There are also differences regarding data subjects’ rights under these types of processing activities. Regarding law enforcement processing, the right to be informed (transparency principle), the right to data portability and the right to object to processing activities have been removed. Regarding intelligence services processing all rights remain except for the right to data portability.
“Great!” – One might think that the major individual’s rights against the State’s privacy infringement are the same as in GDPR. But the key difference are restrictions regarding rights and exemptions. Law enforcement agencies can restrict the rights, where necessary and proportionate, in order to avoid obstructing an investigation or enquiry, to avoid prejudicing the prevention, the detection, investigation or prosecution of criminal offences, for the execution of criminal penalties, to protect public security, to protect national security and to protect the rights and freedoms of others.

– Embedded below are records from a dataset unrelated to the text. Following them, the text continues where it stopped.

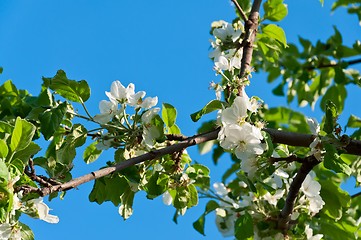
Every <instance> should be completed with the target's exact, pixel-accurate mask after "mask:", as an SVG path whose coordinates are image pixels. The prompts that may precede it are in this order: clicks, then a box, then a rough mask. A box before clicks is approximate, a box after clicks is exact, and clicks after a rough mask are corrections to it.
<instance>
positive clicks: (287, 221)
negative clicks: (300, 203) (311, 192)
mask: <svg viewBox="0 0 361 240" xmlns="http://www.w3.org/2000/svg"><path fill="white" fill-rule="evenodd" d="M300 161H302V162H303V163H302V165H301V167H300V169H299V170H298V172H297V175H296V176H295V178H294V179H293V181H292V183H291V186H290V189H289V192H288V194H287V198H286V202H285V206H284V207H283V209H282V211H281V213H280V216H279V219H278V228H279V229H281V230H283V231H284V232H287V230H288V228H289V226H290V217H291V214H292V212H293V207H294V204H295V200H296V198H297V195H298V193H299V191H300V188H301V185H302V183H303V181H304V180H305V178H306V176H307V174H308V173H309V172H310V171H311V170H312V168H313V167H314V166H316V165H317V164H319V163H320V162H319V161H318V160H317V159H316V158H315V157H314V156H309V157H306V158H302V159H301V160H300Z"/></svg>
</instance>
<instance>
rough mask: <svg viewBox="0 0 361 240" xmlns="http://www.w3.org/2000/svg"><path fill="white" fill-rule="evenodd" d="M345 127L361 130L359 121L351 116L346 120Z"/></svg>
mask: <svg viewBox="0 0 361 240" xmlns="http://www.w3.org/2000/svg"><path fill="white" fill-rule="evenodd" d="M346 126H347V127H350V128H361V119H360V118H359V117H357V116H355V115H351V116H350V117H349V118H348V121H347V125H346Z"/></svg>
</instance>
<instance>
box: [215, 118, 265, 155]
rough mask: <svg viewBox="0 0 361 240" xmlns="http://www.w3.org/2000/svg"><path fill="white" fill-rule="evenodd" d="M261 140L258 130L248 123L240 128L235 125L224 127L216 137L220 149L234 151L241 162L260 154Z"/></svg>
mask: <svg viewBox="0 0 361 240" xmlns="http://www.w3.org/2000/svg"><path fill="white" fill-rule="evenodd" d="M262 139H263V137H262V134H261V132H260V130H259V129H258V128H256V127H255V126H253V125H251V124H249V123H248V122H245V123H243V124H242V125H241V126H239V125H236V124H231V125H226V126H225V127H223V128H222V129H221V131H220V132H219V135H218V140H220V145H221V147H222V148H224V149H234V153H235V154H236V156H237V158H238V159H241V160H246V159H248V158H251V157H254V156H255V155H260V154H262V153H263V147H262V146H261V140H262Z"/></svg>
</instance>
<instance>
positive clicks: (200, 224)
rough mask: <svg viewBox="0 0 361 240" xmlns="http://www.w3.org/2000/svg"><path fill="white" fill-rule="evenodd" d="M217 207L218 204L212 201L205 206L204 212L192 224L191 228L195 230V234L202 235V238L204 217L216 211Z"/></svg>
mask: <svg viewBox="0 0 361 240" xmlns="http://www.w3.org/2000/svg"><path fill="white" fill-rule="evenodd" d="M218 207H219V205H218V203H217V202H216V201H214V200H210V201H209V202H208V203H207V205H206V209H205V211H204V213H203V214H202V215H201V216H200V217H199V218H198V219H197V221H195V222H194V223H193V228H194V229H195V230H197V232H199V233H200V234H202V235H203V236H205V233H204V225H205V222H206V215H207V214H208V213H211V212H213V211H214V210H216V209H217V208H218Z"/></svg>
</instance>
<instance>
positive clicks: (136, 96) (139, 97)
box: [128, 91, 146, 107]
mask: <svg viewBox="0 0 361 240" xmlns="http://www.w3.org/2000/svg"><path fill="white" fill-rule="evenodd" d="M145 94H146V92H144V91H139V92H137V93H135V94H131V95H129V98H128V101H129V102H128V105H129V106H132V107H138V106H139V105H140V104H142V102H143V98H144V96H145Z"/></svg>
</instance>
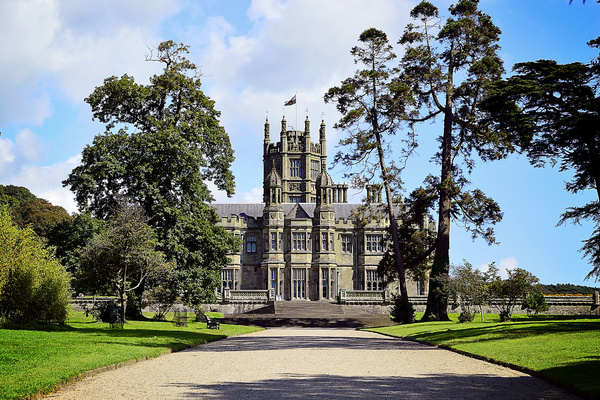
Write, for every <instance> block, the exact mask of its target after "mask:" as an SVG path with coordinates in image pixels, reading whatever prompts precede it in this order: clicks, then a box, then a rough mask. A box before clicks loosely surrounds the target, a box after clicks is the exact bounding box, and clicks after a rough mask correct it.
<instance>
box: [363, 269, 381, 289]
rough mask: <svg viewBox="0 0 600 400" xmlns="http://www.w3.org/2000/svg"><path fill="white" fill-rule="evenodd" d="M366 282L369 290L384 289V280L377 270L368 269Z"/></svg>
mask: <svg viewBox="0 0 600 400" xmlns="http://www.w3.org/2000/svg"><path fill="white" fill-rule="evenodd" d="M365 283H366V284H365V288H366V289H367V290H383V282H382V281H381V277H380V276H379V274H377V270H368V271H367V281H366V282H365Z"/></svg>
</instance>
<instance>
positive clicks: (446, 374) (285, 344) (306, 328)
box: [48, 328, 577, 400]
mask: <svg viewBox="0 0 600 400" xmlns="http://www.w3.org/2000/svg"><path fill="white" fill-rule="evenodd" d="M48 398H51V399H77V400H81V399H103V400H106V399H231V400H234V399H235V400H238V399H243V400H245V399H303V400H304V399H437V400H441V399H485V400H493V399H575V398H577V397H573V396H570V395H569V394H567V393H566V392H564V391H562V390H560V389H557V388H555V387H553V386H551V385H549V384H547V383H546V382H544V381H542V380H539V379H537V378H534V377H531V376H529V375H526V374H523V373H520V372H517V371H513V370H510V369H507V368H504V367H500V366H497V365H493V364H489V363H486V362H483V361H479V360H475V359H472V358H469V357H465V356H461V355H459V354H456V353H453V352H450V351H446V350H441V349H438V348H435V347H430V346H425V345H421V344H417V343H413V342H409V341H404V340H400V339H393V338H389V337H386V336H381V335H378V334H375V333H371V332H363V331H356V330H352V329H315V328H274V329H268V330H265V331H261V332H256V333H252V334H249V335H244V336H237V337H232V338H228V339H224V340H221V341H218V342H213V343H209V344H206V345H203V346H199V347H196V348H194V349H189V350H186V351H181V352H177V353H172V354H168V355H165V356H162V357H159V358H155V359H152V360H148V361H144V362H140V363H137V364H134V365H131V366H127V367H123V368H119V369H117V370H113V371H109V372H105V373H101V374H99V375H97V376H95V377H92V378H88V379H85V380H83V381H81V382H78V383H76V384H74V385H72V386H70V387H68V388H65V389H63V390H61V391H60V392H58V393H55V394H53V395H51V396H48Z"/></svg>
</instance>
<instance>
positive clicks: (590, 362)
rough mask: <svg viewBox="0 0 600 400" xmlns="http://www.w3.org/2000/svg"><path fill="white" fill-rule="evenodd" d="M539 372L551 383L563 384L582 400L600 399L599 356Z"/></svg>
mask: <svg viewBox="0 0 600 400" xmlns="http://www.w3.org/2000/svg"><path fill="white" fill-rule="evenodd" d="M540 372H542V373H543V374H545V375H546V376H548V377H549V378H550V379H551V380H553V381H558V380H560V381H562V382H565V384H566V385H568V386H570V387H573V388H575V390H576V391H577V392H578V393H579V394H580V395H582V396H583V397H584V398H589V399H600V380H599V379H598V376H600V356H594V357H586V358H585V359H583V360H581V361H578V362H574V363H569V364H567V365H564V366H560V367H554V368H547V369H544V370H542V371H540Z"/></svg>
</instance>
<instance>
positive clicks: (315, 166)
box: [310, 160, 321, 179]
mask: <svg viewBox="0 0 600 400" xmlns="http://www.w3.org/2000/svg"><path fill="white" fill-rule="evenodd" d="M320 173H321V162H320V161H319V160H311V161H310V178H311V179H317V177H318V176H319V174H320Z"/></svg>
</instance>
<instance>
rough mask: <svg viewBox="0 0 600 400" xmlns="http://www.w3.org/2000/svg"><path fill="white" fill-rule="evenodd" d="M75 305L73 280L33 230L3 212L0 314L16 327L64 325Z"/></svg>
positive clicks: (1, 216) (0, 290) (1, 223)
mask: <svg viewBox="0 0 600 400" xmlns="http://www.w3.org/2000/svg"><path fill="white" fill-rule="evenodd" d="M70 304H71V293H70V277H69V274H68V273H67V272H66V270H65V268H64V267H63V266H62V265H60V263H59V262H58V261H57V260H56V258H55V257H54V254H53V252H51V251H50V250H48V249H47V248H46V247H45V245H44V244H43V242H42V240H41V239H40V238H39V237H38V236H37V235H36V234H35V233H34V232H33V231H32V230H31V229H29V228H27V229H20V228H18V227H17V226H15V225H14V224H13V223H12V222H11V220H10V216H9V213H8V211H7V209H6V208H2V209H0V310H2V311H1V312H2V313H3V317H4V318H6V319H8V320H10V321H13V322H16V323H53V322H54V323H61V324H62V323H64V322H65V321H66V320H67V317H68V315H69V310H70Z"/></svg>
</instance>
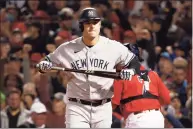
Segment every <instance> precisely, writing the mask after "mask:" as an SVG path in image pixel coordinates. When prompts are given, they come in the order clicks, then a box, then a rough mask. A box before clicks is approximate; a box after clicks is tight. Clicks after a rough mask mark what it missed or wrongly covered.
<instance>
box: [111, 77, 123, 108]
mask: <svg viewBox="0 0 193 129" xmlns="http://www.w3.org/2000/svg"><path fill="white" fill-rule="evenodd" d="M113 88H114V95H113V98H112V103H113V104H115V105H120V100H121V93H122V88H123V86H122V81H121V80H115V81H114V84H113Z"/></svg>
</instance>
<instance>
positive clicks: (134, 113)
mask: <svg viewBox="0 0 193 129" xmlns="http://www.w3.org/2000/svg"><path fill="white" fill-rule="evenodd" d="M152 110H155V111H158V110H159V109H150V110H145V111H152ZM142 112H144V111H137V112H133V114H134V115H137V114H139V113H142Z"/></svg>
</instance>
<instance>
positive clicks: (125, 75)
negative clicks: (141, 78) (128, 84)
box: [120, 69, 135, 80]
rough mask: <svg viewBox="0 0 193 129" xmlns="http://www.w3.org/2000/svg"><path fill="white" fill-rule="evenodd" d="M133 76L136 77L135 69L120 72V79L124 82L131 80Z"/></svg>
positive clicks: (130, 69)
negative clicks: (134, 75)
mask: <svg viewBox="0 0 193 129" xmlns="http://www.w3.org/2000/svg"><path fill="white" fill-rule="evenodd" d="M133 75H135V70H134V69H122V70H121V72H120V77H121V79H123V80H131V79H132V76H133Z"/></svg>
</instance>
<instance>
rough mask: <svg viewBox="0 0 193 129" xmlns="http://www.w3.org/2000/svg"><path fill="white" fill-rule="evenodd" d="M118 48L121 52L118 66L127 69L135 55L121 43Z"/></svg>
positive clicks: (119, 44)
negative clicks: (125, 67)
mask: <svg viewBox="0 0 193 129" xmlns="http://www.w3.org/2000/svg"><path fill="white" fill-rule="evenodd" d="M118 48H119V49H118ZM118 48H117V49H118V50H119V53H120V56H119V59H118V60H117V62H116V64H118V65H121V66H125V67H127V66H128V65H129V64H130V62H131V60H132V59H133V58H134V57H135V55H134V54H133V53H132V52H131V51H130V50H128V48H127V47H125V46H124V45H122V44H121V43H119V45H118Z"/></svg>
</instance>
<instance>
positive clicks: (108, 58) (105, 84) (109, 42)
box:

Furthermore, the intelligence services are provided with a national security exemption, which requires a national security certificate to be signed by a Cabinet Minister (or the Attorney General of the Advocate General in Scotland). A further change to previous legislation provides that the Cabinet Minster needs to send a copy of the certificate to the Information Commissioner, who must publish a record of the certificate, unless this is against the interests of national security, contrary to public interest or if it might jeopardise the safety of a person.
So what are our conclusions? Awareness of data protection is certainly growing, which is very important. Individuals need to become aware of their rights before they can exercise them. In answer to our visitor’s question, we would say that there certainly is ‘such a thing as data protection’, but that this has to be restricted in certain circumstances, in order to enable law enforcement and intelligence services to protect citizens and the State. Human rights are subject to exemptions, and it is incumbent on individual countries to define the limits of such exemptions.